Le Plateau
Paris

Prisoners of the Sun, Concrete Erudition 2

A Corey McCorkle production at the Désert de Retz

&

Antichambre (works by Anna Barham, Louidgi Beltrame, Pablo Bronstein, Isabelle Cornaro, Hubert Duprat, Dan Graham & Robin Hurst, Zoe Leonard, Edgardo Navarro, Céleste Olalquiaga, Jean Painlevé, Hubert Robert, Félicien Rops)

Cinema

Games room

 

Curator: Guillaume Désanges

 

Prisoners of the Sun is the second show in the Concrete Erudition programme devised by Guillaume Désanges, an associate curator invited to come up with an exhibition series at Le Plateau. This cycle questions the links between art and knowledge, in its varying forms, based on certain contemporary activities. Carrying on from the exhibition The Planet of Signs (Le Plateau, autumn 2009), this time it is the architecture, and its utopian, sensual and political extensions, which is the exhibition’s thread.

 

Prisoners of the Sun is organized around a specific production, commissioned from the American artist Corey McCorkle. After an initial training as an architect, this artist has been developing, in particular, a line of research which questions the links between utopia, modernism, functionalism and ornamentation. Nurturing an interest in deserted structures, traces of bankrupt utopias and the time-related interferences proposed by certain monuments, the artist re-places these concrete factors within a network of references where there is a mixture of symbolism, poetry, hallucinatory rituals and mystical afflatus.

 

Corey McCorkle decided to focus his research project on the Retz Wilderness – Désert de Retz -, a garden of 18th century architectural “follies” situated near the town of Chambourcy, 15 miles west of Paris. Conceived like an architecture and landscape microcosm – with a Greek temple, an Egyptian pyramid, a Chinese pagoda, a Tartar tent … – this unique and astonishing place gave rise to numerous artistic creations (Colette, Jacques Prévert, Abel Gance, the Surrealists). In it the artist develops a new work incorporating film and sculpture, for presentation at Le Plateau.

 

Based on the themes and challenges of this artist’s work, and within a logic of spreading influence and intuitive associations in its relation to this project, Prisoners of the Sun will also include an exhibition within the exhibition, titled Antichambre, with a set that juggles with artificial, decorative and ornamental styles. From a precise as well as heterogeneous selection of contemporary art works mixed with elements related to art history (with works by Anna Barham, Louidgi Beltrame, Pablo Bronstein, Isabelle Cornaro, Hubert Duprat, Dan Graham & Robin Hurst, Zoe Leonard, Céleste Olalquiaga,Edgardo Navarro, Jean Painlevé, Hubert Robert, Félicien Rops, etc.), it offers a poetic walk around objects that echo modernity in its relation to naturalism, dream, decadence, ornamentation and utopia.

 

Adopting the same approach, Prisoners of the sun includes a cinema with a continuous programme of films related to the exhibition, and a games room showing old and modern games to do with lessons in construction lessons and the development of logic, whose shapes can be decorative and “proto-minimalist”, alike.

 

 

Guillaume Désanges is anart critic, curator, and co-director of Work Method, an independent production unit. He writes for Trouble magazine and for Exit Express and Exit Book magazines(Madrid).

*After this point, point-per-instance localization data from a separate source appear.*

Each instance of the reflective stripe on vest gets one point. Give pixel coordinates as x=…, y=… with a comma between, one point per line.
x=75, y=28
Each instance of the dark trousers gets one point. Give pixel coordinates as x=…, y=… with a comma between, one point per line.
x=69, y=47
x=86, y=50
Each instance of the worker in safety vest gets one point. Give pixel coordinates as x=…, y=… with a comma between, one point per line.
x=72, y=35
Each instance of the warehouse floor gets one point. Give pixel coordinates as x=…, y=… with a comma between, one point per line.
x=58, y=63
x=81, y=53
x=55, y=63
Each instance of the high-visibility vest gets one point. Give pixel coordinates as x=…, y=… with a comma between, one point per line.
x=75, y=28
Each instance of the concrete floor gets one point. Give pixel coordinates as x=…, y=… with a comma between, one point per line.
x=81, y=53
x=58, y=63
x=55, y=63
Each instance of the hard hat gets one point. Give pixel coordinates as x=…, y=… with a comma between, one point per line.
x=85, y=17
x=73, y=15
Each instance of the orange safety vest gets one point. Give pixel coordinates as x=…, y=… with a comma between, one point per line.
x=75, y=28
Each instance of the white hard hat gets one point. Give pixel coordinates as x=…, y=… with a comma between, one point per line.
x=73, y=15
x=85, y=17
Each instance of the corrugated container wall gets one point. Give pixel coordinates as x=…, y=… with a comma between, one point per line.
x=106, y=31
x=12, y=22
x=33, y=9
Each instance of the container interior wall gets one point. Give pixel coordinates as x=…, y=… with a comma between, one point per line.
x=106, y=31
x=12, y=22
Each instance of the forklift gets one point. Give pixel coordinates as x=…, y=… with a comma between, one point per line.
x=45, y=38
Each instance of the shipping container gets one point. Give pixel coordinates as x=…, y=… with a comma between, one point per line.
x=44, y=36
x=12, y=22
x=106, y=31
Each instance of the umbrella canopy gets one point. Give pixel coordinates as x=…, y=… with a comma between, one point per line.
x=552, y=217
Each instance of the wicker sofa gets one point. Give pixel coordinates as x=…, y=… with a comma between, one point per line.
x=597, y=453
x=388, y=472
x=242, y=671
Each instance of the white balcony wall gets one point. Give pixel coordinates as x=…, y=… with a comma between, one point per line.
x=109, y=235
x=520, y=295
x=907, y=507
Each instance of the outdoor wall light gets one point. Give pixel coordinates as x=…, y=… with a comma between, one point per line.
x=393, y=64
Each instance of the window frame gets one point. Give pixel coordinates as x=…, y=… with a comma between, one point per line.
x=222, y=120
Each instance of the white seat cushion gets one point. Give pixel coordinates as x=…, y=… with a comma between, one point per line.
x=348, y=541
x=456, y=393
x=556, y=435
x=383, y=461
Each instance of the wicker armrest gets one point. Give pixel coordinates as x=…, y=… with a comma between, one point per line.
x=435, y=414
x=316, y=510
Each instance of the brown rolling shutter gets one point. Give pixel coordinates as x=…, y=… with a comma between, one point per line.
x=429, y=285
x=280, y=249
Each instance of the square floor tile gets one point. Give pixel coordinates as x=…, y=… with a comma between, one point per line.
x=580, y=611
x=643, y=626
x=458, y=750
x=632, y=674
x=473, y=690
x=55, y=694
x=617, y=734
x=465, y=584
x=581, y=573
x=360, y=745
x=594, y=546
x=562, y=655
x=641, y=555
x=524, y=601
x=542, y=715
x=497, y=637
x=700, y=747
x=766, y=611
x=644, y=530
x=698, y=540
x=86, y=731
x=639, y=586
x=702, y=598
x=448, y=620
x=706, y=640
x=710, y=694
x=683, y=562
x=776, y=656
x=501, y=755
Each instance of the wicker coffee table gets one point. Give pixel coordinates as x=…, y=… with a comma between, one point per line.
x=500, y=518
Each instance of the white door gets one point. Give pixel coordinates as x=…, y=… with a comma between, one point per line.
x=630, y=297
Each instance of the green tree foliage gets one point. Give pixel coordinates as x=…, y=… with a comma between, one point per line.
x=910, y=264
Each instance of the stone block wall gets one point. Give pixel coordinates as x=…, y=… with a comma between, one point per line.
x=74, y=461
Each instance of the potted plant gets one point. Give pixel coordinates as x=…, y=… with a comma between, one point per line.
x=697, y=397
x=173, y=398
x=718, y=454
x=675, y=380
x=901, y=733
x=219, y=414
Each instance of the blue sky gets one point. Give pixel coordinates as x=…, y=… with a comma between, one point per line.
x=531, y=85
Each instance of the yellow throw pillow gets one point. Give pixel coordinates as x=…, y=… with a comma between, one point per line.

For the period 2009-2011, he will be an associate curator for the Frac Ile-de-France / Le Plateau, Paris.

 

Corey McCorkle, born in 1969, lives and works in New-York. His work is regularly exhibited in galleries in New-York, Los Angeles, and London. He had a solo exhibition in the Bern Kunsthalle in 2005 and participated in numerous group shows, notably Traces du Sacré at the Centre Pompidou and the 2008 Whitney Biennial in New York, as well as Intouchable, l’idéal transparence at the Villa Arson, Nice, in 2006.